Pratique de la Liturgie, p. 177s

 

          Impossible d’assigner à notre culte un but autre que Dieu lui-même : si la procession aboutit à l’autel, c’est qu’il est le lieu et le roc de la rencontre de Dieu et des hommes, autrement dit le Christ qui est lui-même cette rencontre. Et comme d’être avec Dieu fait notre béatitude éternelle, c’est la présence de cette pierre dressée du sacrifice de notre alliance qui rayonne sur tout le sanctuaire et en fait, à nos yeux, un ciel.

            Car l’autel, aux yeux du chrétien, c’est le Christ. Cette formule peut surprendre par son côté abrupt. On peut cependant la risquer sans trop d’hésitation, d’autant plus qu’elle est de saint Cyrille, patriarche d’d’Alexandrie, connu pour son orthodoxie. Par la suite, on a repris à travers toute la Tradition, jusqu’à saint Bernard, cette définition. L’Eglise elle-même la reprenait naguère au cours de l’ordination des sous-diacres, comme les en prévenait l’évêque : « L’autel de la Sainte Eglise, c’est le Christ, au témoignage de saint Jean qui, dans l’Apocalypse, dit avoir vu un autel d’or dressé devant le trône, sur lequel et par lequel sont consacrées les offrandes des fidèles ». On y trouve donc bien la liaison avec la liturgie du ciel.

            C’est encore saint Jean Chrysostome qui nous aide à pénétrer le sens de cette définition en appliquant les étapes successives de l’identification du Christ et de son autel. « Le mystère de cet autel de pierre est étonnant. Par sa nature, il est de pierre uniquement, mais il devient sain et sacré du fait de la présence du Christ. Etonnant mystère, certes, puisque cet autel de pierre devient lui-même, en quelque sorte, corps du Christ ».

            Peut-on estimer cette prétention excessive ? Elle le serait à coup sûr si l’on prétendait que s’accomplit en l’autel une transformation du même type que celle qui fait le Corps du Seigneur.
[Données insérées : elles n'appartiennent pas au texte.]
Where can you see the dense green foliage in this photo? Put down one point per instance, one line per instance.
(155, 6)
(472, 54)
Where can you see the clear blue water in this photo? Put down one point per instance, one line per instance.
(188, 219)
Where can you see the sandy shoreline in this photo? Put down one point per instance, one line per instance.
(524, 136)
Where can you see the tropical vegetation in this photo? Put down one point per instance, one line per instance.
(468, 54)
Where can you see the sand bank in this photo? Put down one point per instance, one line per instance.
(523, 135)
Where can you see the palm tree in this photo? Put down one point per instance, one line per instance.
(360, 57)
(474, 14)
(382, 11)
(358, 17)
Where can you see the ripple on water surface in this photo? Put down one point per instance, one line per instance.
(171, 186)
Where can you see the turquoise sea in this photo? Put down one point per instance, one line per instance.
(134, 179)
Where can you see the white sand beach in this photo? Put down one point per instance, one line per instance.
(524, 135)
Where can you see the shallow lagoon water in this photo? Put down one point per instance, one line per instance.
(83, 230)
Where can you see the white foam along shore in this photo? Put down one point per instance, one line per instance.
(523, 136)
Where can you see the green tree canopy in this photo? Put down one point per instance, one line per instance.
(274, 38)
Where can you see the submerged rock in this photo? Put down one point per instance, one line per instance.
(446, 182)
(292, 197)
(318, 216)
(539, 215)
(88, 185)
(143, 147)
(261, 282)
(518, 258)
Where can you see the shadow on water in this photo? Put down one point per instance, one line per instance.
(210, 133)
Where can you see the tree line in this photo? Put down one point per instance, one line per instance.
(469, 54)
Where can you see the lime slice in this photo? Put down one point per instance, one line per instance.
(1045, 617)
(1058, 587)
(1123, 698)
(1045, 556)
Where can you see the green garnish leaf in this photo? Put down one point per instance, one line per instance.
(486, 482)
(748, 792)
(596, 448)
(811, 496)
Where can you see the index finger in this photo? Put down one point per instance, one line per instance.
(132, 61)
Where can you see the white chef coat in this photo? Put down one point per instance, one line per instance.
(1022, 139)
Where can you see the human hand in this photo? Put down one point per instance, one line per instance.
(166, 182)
Bien entendu, il ne se produit aucun changement substantiel, et c’est pourquoi Jean Chrysostome ajoute « en quelque sorte ».

            Mais l’on ne saurait s’offenser que la Tradition voie en l’autel le Christ même, notre autel vivant, puisqu’elle peut s’autoriser de l’exemple de saint Paul, et donc, de s’en rapporter sur ce point à une révélation du Saint- Esprit. Parlant en effet des Hébreux durant l’Exode, l’apôtre mentionne la source jaillie du rocher à laquelle ils purent s’abreuver, et il conclut : Ce rocher, c’était le Christ. A combien plus forte raison pouvons-nous le dire de l’autel chrétien, où l’Eglise vient puiser le sang jailli du Cœur de Jésus.